The large range of marine plankton cell and/or body sizes has necessitated the emergence of various automated imaging devices, each tailored to image a different part of the plankton size spectrum. Variations in the format and resolution of the resulting image data have led to the development of bespoke, often instrument-specific automated classifiers. The need to train and validate multiple classifiers complicates working with image data from multiple cameras, and hinders efforts to study the full plankton community. In this study, we discuss the challenges associated with building a multi-instrument classifier, including handling domain shifts between cameras and class imbalances within the individual datasets. We then present a scalable, flexible framework towards instrument-agnostic classification, which we explicitly bound to the shared label space of two cameras: an Imaging FlowCytobot (IFCB) and a FlowCam.
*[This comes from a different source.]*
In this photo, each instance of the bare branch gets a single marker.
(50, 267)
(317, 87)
The model was trained in a two-step process, focusing first on individual datasets comprising 145 IFCB and 193 FlowCam categories, and then on a combined dataset of 236 categories. To take advantage of multimodal fusion, we integrated image features with 29 metadata attributes for FlowCam; for IFCB, only image data (with simple synthetic attributes) were available, so fusion was not applied. Within shared label spaces, the results demonstrate fewer low-performing categories (F1  <0.5 ) when moving from single-instrument training to the combined model, alongside a 4.5 % average F1 improvement among the hardest classes, with the multi-instrument model achieving 84.6 % test accuracy, and improved representation of rare taxa. These findings indicate that pooling heterogeneous imagery can enhance generalization across instruments for overlapping taxa. However, true generalization would require additional datasets and richer cross-modal alignment (e.g., attention-based conditioning). Our results underscore the potential for scalable cross-platform solutions to advance ecological research, resource management, and environmental conservation efforts.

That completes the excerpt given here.